La nouvelle version télévisée n’est qu’une parodie involontaire de la série culte des années 1960, un « machin » comme on aime en faire aujourd’hui pour la TV, un « truc » sans saveur, incolore, inodore, qui se veut plus « intelligent » que l’original et qui finalement n’a ni queue ni tête, chose infâme et informe totalement incompréhensible de bout en bout créé par un certain Trevor Hopkins, personnage visiblement bien atteint du ciboulot.

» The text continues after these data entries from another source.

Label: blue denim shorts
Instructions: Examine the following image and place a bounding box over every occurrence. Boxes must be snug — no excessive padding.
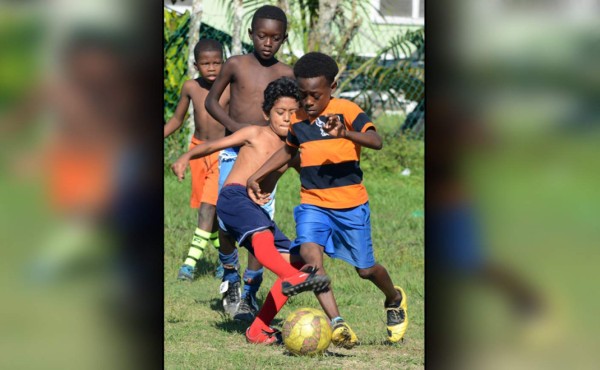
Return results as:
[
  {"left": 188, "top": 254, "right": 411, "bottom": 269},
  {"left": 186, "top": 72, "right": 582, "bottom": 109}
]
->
[{"left": 290, "top": 202, "right": 375, "bottom": 268}]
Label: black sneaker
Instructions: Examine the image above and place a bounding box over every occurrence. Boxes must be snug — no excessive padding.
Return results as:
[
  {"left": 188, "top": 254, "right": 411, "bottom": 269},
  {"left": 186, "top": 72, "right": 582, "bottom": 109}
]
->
[
  {"left": 219, "top": 280, "right": 242, "bottom": 316},
  {"left": 281, "top": 266, "right": 331, "bottom": 297},
  {"left": 233, "top": 294, "right": 258, "bottom": 322}
]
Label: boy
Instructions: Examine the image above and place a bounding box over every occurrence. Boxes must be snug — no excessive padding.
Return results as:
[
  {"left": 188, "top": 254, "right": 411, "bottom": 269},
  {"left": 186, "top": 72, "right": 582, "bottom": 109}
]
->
[
  {"left": 205, "top": 5, "right": 294, "bottom": 321},
  {"left": 247, "top": 52, "right": 408, "bottom": 348},
  {"left": 172, "top": 77, "right": 329, "bottom": 343},
  {"left": 164, "top": 39, "right": 229, "bottom": 281}
]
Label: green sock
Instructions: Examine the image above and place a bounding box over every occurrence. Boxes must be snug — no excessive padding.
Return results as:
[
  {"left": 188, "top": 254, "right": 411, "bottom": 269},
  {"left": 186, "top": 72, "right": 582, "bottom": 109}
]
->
[
  {"left": 210, "top": 231, "right": 221, "bottom": 249},
  {"left": 184, "top": 228, "right": 210, "bottom": 267}
]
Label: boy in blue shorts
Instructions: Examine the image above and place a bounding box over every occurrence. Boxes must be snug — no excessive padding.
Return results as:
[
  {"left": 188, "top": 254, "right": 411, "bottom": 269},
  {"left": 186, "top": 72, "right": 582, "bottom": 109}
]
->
[
  {"left": 172, "top": 77, "right": 329, "bottom": 344},
  {"left": 247, "top": 52, "right": 408, "bottom": 348}
]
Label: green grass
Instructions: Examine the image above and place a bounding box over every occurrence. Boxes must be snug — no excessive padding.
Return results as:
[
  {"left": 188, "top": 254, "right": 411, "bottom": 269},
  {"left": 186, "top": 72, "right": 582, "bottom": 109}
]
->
[{"left": 164, "top": 141, "right": 424, "bottom": 369}]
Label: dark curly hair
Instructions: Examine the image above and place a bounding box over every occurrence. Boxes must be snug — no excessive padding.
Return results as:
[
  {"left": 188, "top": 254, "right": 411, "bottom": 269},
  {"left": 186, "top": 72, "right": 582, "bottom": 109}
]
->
[
  {"left": 252, "top": 5, "right": 287, "bottom": 32},
  {"left": 294, "top": 51, "right": 339, "bottom": 83},
  {"left": 194, "top": 39, "right": 223, "bottom": 62},
  {"left": 263, "top": 77, "right": 300, "bottom": 115}
]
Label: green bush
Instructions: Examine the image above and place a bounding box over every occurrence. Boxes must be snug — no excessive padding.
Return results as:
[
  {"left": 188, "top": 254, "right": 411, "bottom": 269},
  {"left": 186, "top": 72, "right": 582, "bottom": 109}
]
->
[{"left": 163, "top": 9, "right": 190, "bottom": 168}]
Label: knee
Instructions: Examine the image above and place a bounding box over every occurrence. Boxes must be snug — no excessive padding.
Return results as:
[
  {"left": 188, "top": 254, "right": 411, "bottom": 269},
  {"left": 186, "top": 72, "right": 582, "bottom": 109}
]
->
[{"left": 356, "top": 268, "right": 374, "bottom": 279}]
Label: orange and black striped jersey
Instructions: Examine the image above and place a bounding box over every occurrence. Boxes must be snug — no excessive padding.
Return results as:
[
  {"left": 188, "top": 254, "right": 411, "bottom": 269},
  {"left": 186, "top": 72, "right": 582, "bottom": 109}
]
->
[{"left": 286, "top": 98, "right": 375, "bottom": 209}]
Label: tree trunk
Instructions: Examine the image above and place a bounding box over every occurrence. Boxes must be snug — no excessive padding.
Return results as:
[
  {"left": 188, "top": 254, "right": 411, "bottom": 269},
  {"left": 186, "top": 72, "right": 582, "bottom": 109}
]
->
[
  {"left": 308, "top": 0, "right": 340, "bottom": 55},
  {"left": 231, "top": 0, "right": 244, "bottom": 55},
  {"left": 186, "top": 0, "right": 202, "bottom": 142}
]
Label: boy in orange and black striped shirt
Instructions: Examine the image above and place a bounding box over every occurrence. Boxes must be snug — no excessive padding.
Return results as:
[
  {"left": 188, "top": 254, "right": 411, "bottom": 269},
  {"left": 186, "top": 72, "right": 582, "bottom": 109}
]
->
[{"left": 247, "top": 53, "right": 408, "bottom": 348}]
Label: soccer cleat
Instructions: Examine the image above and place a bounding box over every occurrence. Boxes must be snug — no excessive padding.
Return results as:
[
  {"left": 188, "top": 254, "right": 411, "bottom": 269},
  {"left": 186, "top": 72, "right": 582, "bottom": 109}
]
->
[
  {"left": 233, "top": 294, "right": 258, "bottom": 322},
  {"left": 246, "top": 327, "right": 283, "bottom": 344},
  {"left": 219, "top": 280, "right": 242, "bottom": 316},
  {"left": 385, "top": 286, "right": 408, "bottom": 343},
  {"left": 331, "top": 320, "right": 358, "bottom": 349},
  {"left": 281, "top": 266, "right": 331, "bottom": 297},
  {"left": 177, "top": 265, "right": 196, "bottom": 281}
]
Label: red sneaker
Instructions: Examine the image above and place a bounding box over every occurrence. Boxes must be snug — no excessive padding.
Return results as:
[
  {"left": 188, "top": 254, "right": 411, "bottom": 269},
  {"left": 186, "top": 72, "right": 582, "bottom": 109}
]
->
[
  {"left": 246, "top": 327, "right": 283, "bottom": 344},
  {"left": 281, "top": 266, "right": 331, "bottom": 297}
]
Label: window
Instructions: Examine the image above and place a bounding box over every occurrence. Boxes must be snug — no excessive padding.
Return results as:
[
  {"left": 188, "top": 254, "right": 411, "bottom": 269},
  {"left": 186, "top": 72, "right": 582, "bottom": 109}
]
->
[{"left": 372, "top": 0, "right": 425, "bottom": 26}]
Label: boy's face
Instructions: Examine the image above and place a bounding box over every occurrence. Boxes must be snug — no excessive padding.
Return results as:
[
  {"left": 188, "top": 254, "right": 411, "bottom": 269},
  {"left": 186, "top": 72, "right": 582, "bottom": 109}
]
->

Comme pour toutes les séries actuelles, dès le générique c’est la catastrophe. Un compositeur de pacotille nous sort trois notes pour composer une musique qui ressemble à tout sauf à de la musique. N’importe qui n’ayant jamais pratiqué d’un instrument serait capable de faire mieux, oui, apparemment sans problème. Aucun thème, aucune partition, on nous vomit une purée de sons électroniques en guise d’ouverture. Grandiose. Puis vient la gueule du héros, antipathique au possible, un Numéro 6 incarné par un Jim Caviezel que l’on espère ne jamais plus revoir dans aucune série TV, fantastique ou non. Quant au Village, il n’est plus un village mais une ville plantée en plein milieu d’un désert, un endroit ensablé où les maisons sont toutes de la même architecture préfabriquée. On nous balance à outrance le spectre des deux tours du World Trade Center, lesquelles se dressent au loin comme un rappel permanent. On subit continuellement des flashbacks, une mode lancée dans Lost, et l’on tente de se dépatouiller dans cet imbroglio scénaristique indigeste où finalement nous aussi, prisonniers, nous essayons désespérément de trouver la sortie. Seul le grand Ian McKellen, le Numéro 2, parvient encore à nous intéresser. On ne sait jamais trop si on doit le détester ou le prendre en pitié.

Le Prisonnier nouvelle version n’est qu’un beau gâchis de télévision.



Bruce Sterling a dit…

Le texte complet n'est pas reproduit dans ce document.